The problem is, they sometimes aren’t. But I’ll get to that in a moment–first off, why a love triangle? What makes them appealing to some readers? First of all, love triangles can significantly “up” the conflict in a book. Your protagonist is torn between two choices—maybe one offers security and commitment, the other, excitement and devotion. Which will she choose? It’s a great hook to keep pulling readers along. Secondly, it’s a way to offer a variety of appealing characters. So, okay, maybe not everyone digs a sparkly, devoted vampire—so you offer them a hot werewolf, too. Why not make everyone happy, right?! A recent YA release that did an excellent job at this, IMO, is Lisa Desrocher’s Personal Demons. You’ve got Gabe, the fair, gorgeous “good” boy and Luc, the dark, hot “bad” boy. Another good example—The Hunger Gamestrilogy. There’s devoted Peeta, the boy with the bread, or the older, edgier Gale—take your pick! Done well, you’re offering your readers vanilla and chocolate—and while, ultimately, the book’s protagonist can only choose one, readers can have them both!
But what are some of the pitfalls? One, you have to make the love triangle believable, and this is tricky. It can’t come off as some “tacked on” element—it has to be organic to the story. I, personally, never bought into the Bella/Edward/Jacob love triangle because I never believed that Bella cared for Jacob as anything more than a friend (though clearly other readers did buy it—thus the whole “Team” thing!).

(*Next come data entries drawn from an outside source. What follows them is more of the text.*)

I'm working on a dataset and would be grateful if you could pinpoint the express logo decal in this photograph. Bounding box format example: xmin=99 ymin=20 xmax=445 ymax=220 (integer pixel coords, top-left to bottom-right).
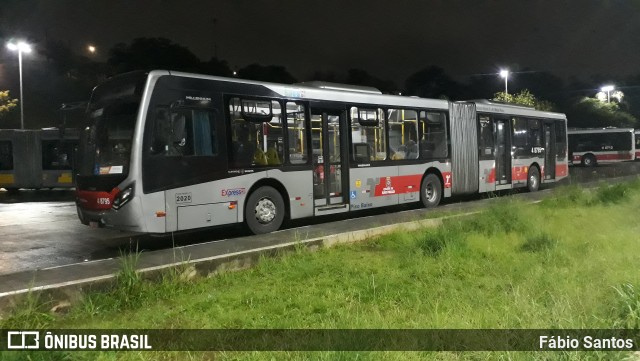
xmin=220 ymin=188 xmax=247 ymax=197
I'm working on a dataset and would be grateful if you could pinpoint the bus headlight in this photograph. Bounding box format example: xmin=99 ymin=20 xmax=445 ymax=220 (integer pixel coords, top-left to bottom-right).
xmin=111 ymin=183 xmax=135 ymax=210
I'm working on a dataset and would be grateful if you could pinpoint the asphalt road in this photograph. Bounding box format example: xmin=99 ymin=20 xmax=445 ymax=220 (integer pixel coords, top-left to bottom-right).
xmin=0 ymin=162 xmax=640 ymax=274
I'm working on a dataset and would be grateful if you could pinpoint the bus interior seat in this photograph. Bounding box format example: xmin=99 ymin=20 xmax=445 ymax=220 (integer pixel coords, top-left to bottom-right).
xmin=353 ymin=143 xmax=371 ymax=163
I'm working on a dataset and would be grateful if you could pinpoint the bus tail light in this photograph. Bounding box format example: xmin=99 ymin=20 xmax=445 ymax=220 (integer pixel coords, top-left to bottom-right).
xmin=112 ymin=183 xmax=135 ymax=210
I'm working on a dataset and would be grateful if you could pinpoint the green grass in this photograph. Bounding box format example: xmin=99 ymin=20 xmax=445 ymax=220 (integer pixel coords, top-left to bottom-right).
xmin=0 ymin=182 xmax=640 ymax=360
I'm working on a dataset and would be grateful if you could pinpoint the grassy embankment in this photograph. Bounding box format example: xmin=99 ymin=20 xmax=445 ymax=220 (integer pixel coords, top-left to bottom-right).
xmin=0 ymin=181 xmax=640 ymax=360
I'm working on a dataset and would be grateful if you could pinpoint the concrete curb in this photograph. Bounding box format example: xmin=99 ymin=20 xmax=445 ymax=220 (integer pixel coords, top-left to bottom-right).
xmin=0 ymin=212 xmax=450 ymax=314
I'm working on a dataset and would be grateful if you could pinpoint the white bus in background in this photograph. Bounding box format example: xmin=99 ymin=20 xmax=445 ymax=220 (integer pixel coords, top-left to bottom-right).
xmin=568 ymin=128 xmax=636 ymax=167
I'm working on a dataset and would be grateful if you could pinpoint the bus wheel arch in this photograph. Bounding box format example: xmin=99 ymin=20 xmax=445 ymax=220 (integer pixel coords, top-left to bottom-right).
xmin=527 ymin=163 xmax=542 ymax=192
xmin=243 ymin=181 xmax=289 ymax=234
xmin=582 ymin=153 xmax=598 ymax=167
xmin=420 ymin=168 xmax=444 ymax=208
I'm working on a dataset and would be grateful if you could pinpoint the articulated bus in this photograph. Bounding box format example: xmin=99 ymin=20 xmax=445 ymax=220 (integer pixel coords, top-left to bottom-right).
xmin=0 ymin=128 xmax=79 ymax=191
xmin=76 ymin=70 xmax=568 ymax=233
xmin=568 ymin=128 xmax=636 ymax=167
xmin=634 ymin=129 xmax=640 ymax=160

Another common pitfall is making the love interest who “loses out” too appealing, thus making readers fall for the wrong guy (or girl) and thus disappointing them. I think a good way of avoiding this is by making sure it’s very clear to readers who is the “right” choice for your protagonist, even if it takes the protagonist a lot longer to figure this out for themselves. I’ve seen this done really well, particularly in scenarios where the protagonist has a boyfriend or develops a crush on a character while another character—likely the protag’s opposite-sex best friend!) has been secretly pining over them all along, something that readers realize before the protagonist does (for example, Lauren Strasnick’s Nothing Like You; Courtney Summers’s Fall for Anything).

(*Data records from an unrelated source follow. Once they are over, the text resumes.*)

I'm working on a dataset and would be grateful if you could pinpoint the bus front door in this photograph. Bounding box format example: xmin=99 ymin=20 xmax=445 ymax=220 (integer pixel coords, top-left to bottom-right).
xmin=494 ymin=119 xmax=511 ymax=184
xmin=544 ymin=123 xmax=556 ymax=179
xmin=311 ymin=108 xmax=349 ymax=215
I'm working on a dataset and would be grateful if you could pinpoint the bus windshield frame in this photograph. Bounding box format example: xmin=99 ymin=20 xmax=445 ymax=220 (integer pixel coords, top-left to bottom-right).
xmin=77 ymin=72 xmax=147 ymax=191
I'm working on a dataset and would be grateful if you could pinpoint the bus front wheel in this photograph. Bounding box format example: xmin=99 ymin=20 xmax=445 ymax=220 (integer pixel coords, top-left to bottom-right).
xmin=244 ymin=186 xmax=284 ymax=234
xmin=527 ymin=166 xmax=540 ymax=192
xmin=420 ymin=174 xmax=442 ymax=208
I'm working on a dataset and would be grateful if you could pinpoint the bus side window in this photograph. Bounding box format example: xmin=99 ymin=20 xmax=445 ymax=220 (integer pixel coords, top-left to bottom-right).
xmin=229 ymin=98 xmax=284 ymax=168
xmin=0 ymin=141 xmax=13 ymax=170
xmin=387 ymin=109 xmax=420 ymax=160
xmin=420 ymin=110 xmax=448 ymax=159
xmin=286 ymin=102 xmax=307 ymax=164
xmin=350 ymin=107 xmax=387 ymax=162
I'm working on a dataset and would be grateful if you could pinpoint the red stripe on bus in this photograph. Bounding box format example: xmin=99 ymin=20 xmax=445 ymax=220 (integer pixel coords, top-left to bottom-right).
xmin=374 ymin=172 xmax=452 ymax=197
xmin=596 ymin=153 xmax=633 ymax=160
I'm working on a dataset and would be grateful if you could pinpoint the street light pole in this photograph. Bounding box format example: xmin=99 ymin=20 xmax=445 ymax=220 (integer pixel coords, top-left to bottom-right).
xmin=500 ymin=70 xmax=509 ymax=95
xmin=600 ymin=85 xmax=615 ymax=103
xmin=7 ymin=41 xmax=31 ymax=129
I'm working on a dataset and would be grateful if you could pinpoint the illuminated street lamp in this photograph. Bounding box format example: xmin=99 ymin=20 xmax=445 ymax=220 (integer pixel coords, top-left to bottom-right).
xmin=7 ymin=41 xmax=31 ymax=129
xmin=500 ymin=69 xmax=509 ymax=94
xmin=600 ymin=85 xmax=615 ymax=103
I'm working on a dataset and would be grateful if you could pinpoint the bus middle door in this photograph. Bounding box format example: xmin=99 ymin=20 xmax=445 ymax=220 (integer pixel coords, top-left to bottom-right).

So, what do you think about love triangles—yes or no? Any examples of really well-done triangles you can recommend?
Natalie
these are my favorite love triange books
“The Sky is Everywhere” by Jandy Nelson
Any books by Simone Elkeles!
Emily
I hate them. It’s disgusting. There has to be another way to “up tension”. If you’re ‘torn between two people’, it’s completely unfair to them if you’re obvious to the both of them, and then around the other when they’re both around or whatever the hell it is. If an author needs to resort so low to make things interesting, then maybe their story’s plot is what needs to be worked on, not the development of the character’s love life. And if the story’s plot IS the triangle… well, I hope it doesn’t sell.